Review: A Strong Hand by Catt Ford
I picked this book up because I’m trying to suss out where I want to submit HERO once Dan is done giving it a once-over, and in so doing I have been very heavily surfing publishing sites for places that publish m/m fiction, reading submission calls and weeding out publishers by their formatting/presence/type of work offered. I’d seen A Strong Hand reviewed on a few sites, so when I found it again on Dreamspinner I decided it was time to give it a try.
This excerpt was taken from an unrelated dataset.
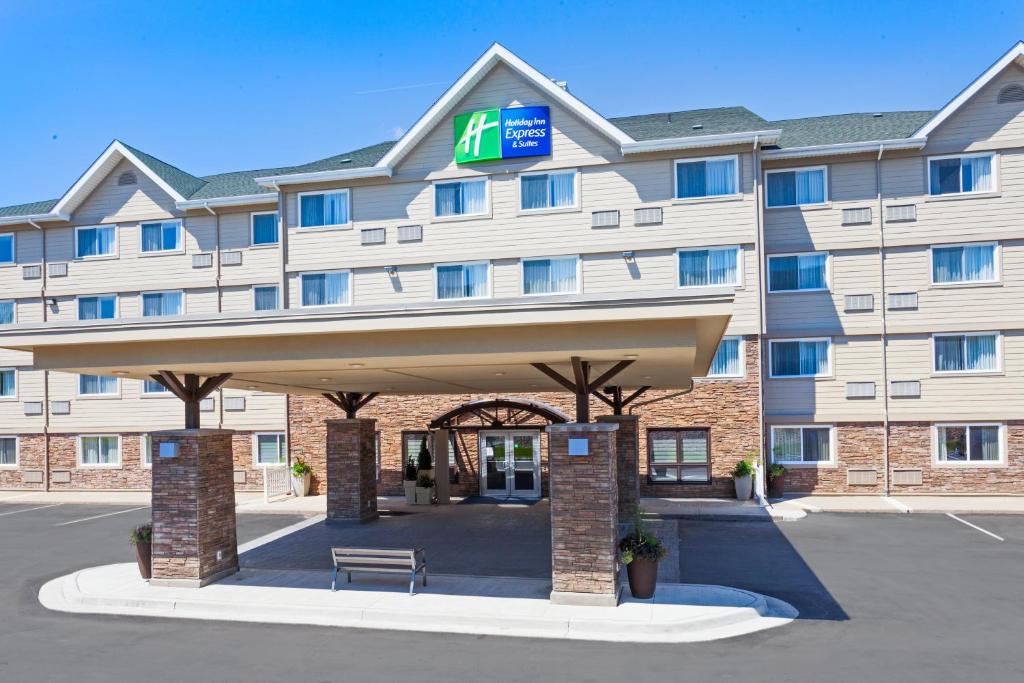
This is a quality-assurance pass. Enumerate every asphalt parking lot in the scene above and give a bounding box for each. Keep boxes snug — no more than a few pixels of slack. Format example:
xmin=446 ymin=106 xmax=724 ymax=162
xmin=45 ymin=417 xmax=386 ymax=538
xmin=0 ymin=504 xmax=1024 ymax=683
Obviously from my garbled squee last night, I was blown away. It isn’t so much that this is some amazing, earth-shattering book that the whole world must read, but more that it hit all the right spots for me and succeeded in doing what mainstream NY published romances have utterly failed to do for me for years: carry me off. Ford has a beautiful, easy style: she knows how to use words, but she doesn’t beat you with them or pause to bask in her own power (the reason I usually retch when I read lit fiction). Nice, clean, sharp style that gets the hell out of the way and lets the story shine. But more important than this (though I do adore clean style) is that she just nailed, nailed, nailed character.
The two heroes, Nick and Damian, are real people, with real motivations and real reservations, and the plot is, essentially, their navigation of their relationship. Ford pulls off what is so damn hard in a romance: the reader knows the whole time that these two belong together, knows they both love the other, but we have to wait until the end to see it happen. And it works. The distance between the two men is something that needs to be navigated, and it needs to take the time Ford gives them. My favorite part is that Damian’s fears regarding Nick’s potential affection are particularly spot-on: Nick didn’t even consider that he might be gay before Damian, and he is a lot younger. There’s a lot of sense in thinking that while the relationship means a lot to Damian, it might just be a stepping stone for Nick. And so the novel feels like the space and struggle the two of them need to find themselves, and one another.
I am a sucker for well-explored vulnerabilities, and this book is full of that. But the real treat in this story is the BDSM angle. I have run into a few BDSM stories in my day, and generally I have needed to run away. I hesitated on this book because I was afraid of that element, but one of the reviews I read made it sound like it was very BDSM-light, and since the premise was that we would be watching a young man’s exploration of this lifestyle, I hoped I would be able to “experience” a bit of this without feeling unsafe. This is, very much, what A Strong Hand was for me. The story took me right to the edge of my comfort zone, but never pushed me over. My favorite parts, actually, were when Nick used their safe word, “London,” and when (even better) Damian prompted him to use it, recognizing when he didn’t that it was time to stop. The thrill here wasn’t the danger or naughtiness of BDSM but the beauty of it, and the display of love and trust that the heroes’ relationship revealed.
A Strong Hand is an incredibly sensual story, but the most erotic and exotic aspect of it is the exploration of the two male characters, who, after two hundred pages, we leave quite convinced they are a solid and nearly perfect match. Along the way we get a titillating, thrilling, and satisfying ride.